New Cocoa Extract Lowers Key Aging Inflammation Marker

New Cocoa Extract Lowers Key Aging Inflammation Marker

0 Comments

3 Minutes

Summary

A large randomized clinical trial and a targeted biomarker analysis suggest daily cocoa extract supplements rich in flavanols can reduce a core marker of age-related inflammation. Researchers from Mass General Brigham and collaborators analyzed samples from the COcoa Supplement and Multivitamin Outcomes Study (COSMOS) and found that high-sensitivity C-reactive protein (hsCRP) declined in participants taking cocoa extract compared with placebo. Credit: Stock

Scientific background

Chronic, low-grade inflammation that increases with age—often called "inflammaging"—is linked to higher risk of cardiovascular disease and other age-related conditions. Flavanols are bioactive plant compounds found in cocoa beans, berries, tea and other foods.
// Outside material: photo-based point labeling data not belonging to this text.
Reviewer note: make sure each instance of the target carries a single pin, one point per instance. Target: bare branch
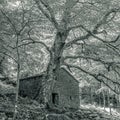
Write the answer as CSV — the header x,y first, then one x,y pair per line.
x,y
10,21
90,58
4,53
50,17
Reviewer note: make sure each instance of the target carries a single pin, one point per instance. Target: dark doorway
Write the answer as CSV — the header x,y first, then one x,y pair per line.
x,y
55,98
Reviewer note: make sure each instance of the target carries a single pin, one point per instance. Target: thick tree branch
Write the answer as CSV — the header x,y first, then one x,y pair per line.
x,y
96,76
90,58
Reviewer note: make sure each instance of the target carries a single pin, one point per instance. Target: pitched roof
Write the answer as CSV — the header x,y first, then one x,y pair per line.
x,y
67,71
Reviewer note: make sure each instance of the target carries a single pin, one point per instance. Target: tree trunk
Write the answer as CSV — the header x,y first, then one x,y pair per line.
x,y
55,63
103,99
18,77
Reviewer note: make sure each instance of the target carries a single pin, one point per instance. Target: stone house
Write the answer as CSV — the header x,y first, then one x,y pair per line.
x,y
65,92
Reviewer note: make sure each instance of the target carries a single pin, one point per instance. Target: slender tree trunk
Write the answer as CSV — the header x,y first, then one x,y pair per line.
x,y
18,77
103,99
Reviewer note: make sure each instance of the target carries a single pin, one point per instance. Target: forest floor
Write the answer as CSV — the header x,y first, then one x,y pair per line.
x,y
32,110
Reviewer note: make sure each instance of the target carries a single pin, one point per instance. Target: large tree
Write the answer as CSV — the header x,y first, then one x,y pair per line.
x,y
81,35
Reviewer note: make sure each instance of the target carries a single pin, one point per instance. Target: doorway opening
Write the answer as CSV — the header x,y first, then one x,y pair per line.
x,y
55,98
Prior small studies indicated flavanol-rich cocoa could lower inflammatory biomarkers; COSMOS was designed to test whether these effects hold in a large, long-term human trial and whether they relate to cardiovascular outcomes.
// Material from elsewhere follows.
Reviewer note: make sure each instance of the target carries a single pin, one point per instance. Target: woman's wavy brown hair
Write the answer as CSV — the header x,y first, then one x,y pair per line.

Trial design and key findings

From 2014 to 2020, the COSMOS randomized, double-blind, placebo-controlled trial enrolled 21,442 adults aged 60 and older to evaluate the effects of daily cocoa extract and multivitamin supplements on long-term health outcomes. The overall trial previously reported a 27% reduction in deaths from cardiovascular disease among participants assigned to cocoa extract.
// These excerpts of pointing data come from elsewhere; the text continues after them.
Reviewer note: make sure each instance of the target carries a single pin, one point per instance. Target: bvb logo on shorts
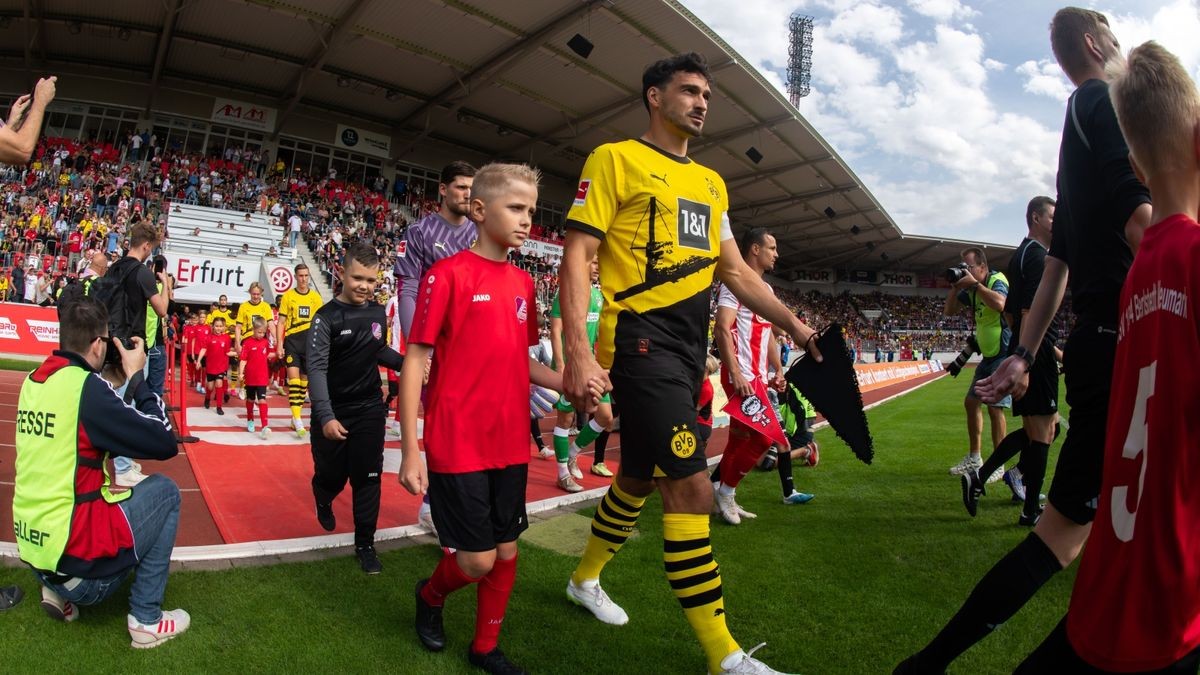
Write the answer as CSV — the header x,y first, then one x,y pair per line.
x,y
683,443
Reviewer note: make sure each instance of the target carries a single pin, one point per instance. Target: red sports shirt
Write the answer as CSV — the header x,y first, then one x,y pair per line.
x,y
481,318
216,358
1137,598
253,352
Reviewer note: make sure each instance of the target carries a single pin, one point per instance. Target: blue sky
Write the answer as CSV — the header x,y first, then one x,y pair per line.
x,y
949,111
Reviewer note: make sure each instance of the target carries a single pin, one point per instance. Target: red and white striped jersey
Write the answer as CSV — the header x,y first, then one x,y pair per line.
x,y
751,336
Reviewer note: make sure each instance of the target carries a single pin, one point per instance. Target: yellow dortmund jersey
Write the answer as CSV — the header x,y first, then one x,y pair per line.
x,y
246,314
298,310
661,220
223,314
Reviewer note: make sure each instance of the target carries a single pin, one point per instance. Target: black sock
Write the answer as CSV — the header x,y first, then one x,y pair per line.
x,y
999,596
1007,449
784,464
599,447
1035,461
In a preplanned biomarker subanalysis, investigators measured five inflammation-related proteins in blood from 598 COSMOS participants at baseline, one year and two years. They tracked three pro-inflammatory markers (hsCRP, interleukin-6 (IL-6) and tumor necrosis factor-alpha (TNF-α)), one anti-inflammatory protein (IL-10) and one immune cytokine (interferon-gamma, IFN-γ).

hsCRP decline and other biomarkers

Participants taking cocoa extract showed an average annual decline in hsCRP of about 8.4% relative to placebo. Other markers changed little or increased modestly; IL-6 declined slightly among female participants but not males. The team also observed a rise in IFN-γ, an immune-related cytokine, a finding the authors flagged for follow-up.

"We wanted to see whether multi-year cocoa extract supplementation versus a placebo could modulate inflammaging—and the data suggests it does," said Howard Sesso, ScD, MPH, corresponding author. COSMOS Trial study pills pack. Credit: Mars Edge

Implications and next steps

The hsCRP reduction may help explain the observed cardiovascular mortality benefit from cocoa extract in the larger COSMOS trial. Authors caution cocoa supplements are not a substitute for healthy diet and lifestyle but highlight the potential of plant-derived flavanols to modulate inflammation and support heart health. Ongoing COSMOS analyses will examine whether cocoa and multivitamin regimens affect more severe inflammaging and other aging-related outcomes.

Conclusion

This large-scale human evidence strengthens the link between flavanol-rich cocoa extract and reduced systemic inflammation as measured by hsCRP, supporting further research into dietary flavanols as a strategy to protect cardiovascular health during aging.